Naruto Shippuden Collection 33 (Episodes 416-430) (Cert 12)
2 Discs (Distributor: Manga Entertainment) Running time: 353 minutes approx.
Regular readers of this site (both of you) should already know the formula for my reviews for Naruto Shippuden during the current and much disrupted Fourth Great Ninja War story arc – moan about how much of the content is filler whilst trying to make the canon material sound enticing enough to avoid deterring anyone from buying this latest release.
It’s not easy and by looks of things there won’t be any respite from this any time soon either, so we’ll take the general gist of the downside of this collection as read, the downside, if you have a volatile aversion to filler episodes that is, being that only six of the fifteen chapters on offer here are directly related to the main arc.
That said, many of the fillers are what I call “congruent filler” in that have a lead in from the canon episodes or carry a connection to them via one of the featured characters or a particular scenario, mostly resulting in a flashback adjunct rather than the unrelated fare that only adds further memory loss for fans of where we are in the main storyline.
So, we’ll start with the developments in the Ninja War. When we left it at the end of the last volume, Obito had finally seen the light and broken free of the influence of Madara, ending their relationship with a brutal blade the stomach. With his old teammate Kakashi by his side, Obito extracts some of the tailed-beasts’ chakra from Madara to aid in the healing of Naruto.
Meanwhile Orichimaru and his group, who also have seen the error of their ways, make a shock discovery when they find Sasuke, having been unable to sense his chakra. It seems that Madara’s quest for the ultimate power has caused many an evil foe to rethink their stance and join the fight for good, but Madara still has at least one ally willing to aid him in his fight against the ninja coalition.

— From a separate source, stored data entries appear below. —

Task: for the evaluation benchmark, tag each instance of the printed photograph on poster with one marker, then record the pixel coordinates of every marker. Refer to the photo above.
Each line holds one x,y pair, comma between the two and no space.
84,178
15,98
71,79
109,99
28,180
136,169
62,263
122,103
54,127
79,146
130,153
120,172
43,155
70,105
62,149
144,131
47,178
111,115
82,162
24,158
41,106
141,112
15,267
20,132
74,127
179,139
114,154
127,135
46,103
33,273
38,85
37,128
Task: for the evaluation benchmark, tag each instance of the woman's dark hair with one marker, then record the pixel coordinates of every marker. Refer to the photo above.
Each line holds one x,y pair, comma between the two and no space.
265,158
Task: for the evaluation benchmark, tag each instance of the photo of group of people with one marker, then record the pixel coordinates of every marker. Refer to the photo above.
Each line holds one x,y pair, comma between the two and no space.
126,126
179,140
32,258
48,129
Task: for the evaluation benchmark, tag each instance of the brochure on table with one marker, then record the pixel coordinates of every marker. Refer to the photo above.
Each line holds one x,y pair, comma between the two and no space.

With the main protagonists being healed, it is left to the old guard to hold off Madara as he inches closer to executing the Infinite Tsukuyomi. Step forward Might Guy, the subject of a flashback mini-arc detailing his childhood training under his overly optimistic but demanding father, striking Madara with his ultimate attack the Inner Eight Gates Formation. But is he successful or has Madara become too powerful?

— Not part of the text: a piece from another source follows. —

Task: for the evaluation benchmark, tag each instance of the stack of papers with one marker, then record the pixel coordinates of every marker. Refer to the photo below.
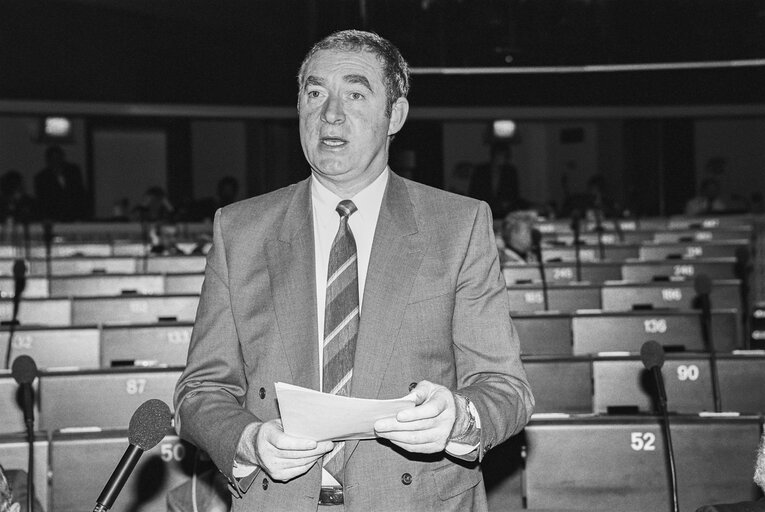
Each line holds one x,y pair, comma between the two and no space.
320,416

The biggest development to occur within this adventure is one that appears to come out of leftfield, carrying with it a slight touch of deus ex machina by its sudden addition to the plot, unless one is better versed in the Naruto mythology than I am. In their current stasis while being healed, Naruto and Sasuke slip into the alternate dimensions inside themselves, greeted by Hagoromo Ōtsutsuki, the Sage of Six Paths.
You’d be forgiven for not remembering Ōtsutsuki as, research shows, his first very brief appearance was back in episode 329. He sticks around a lot longer this time as he has some very important information to share with Naruto and Sasuke. The groundwork for this revelation is not something I personally recall seeing before this but I will say that it is a true game changer that deserves a better build up to feel more significant.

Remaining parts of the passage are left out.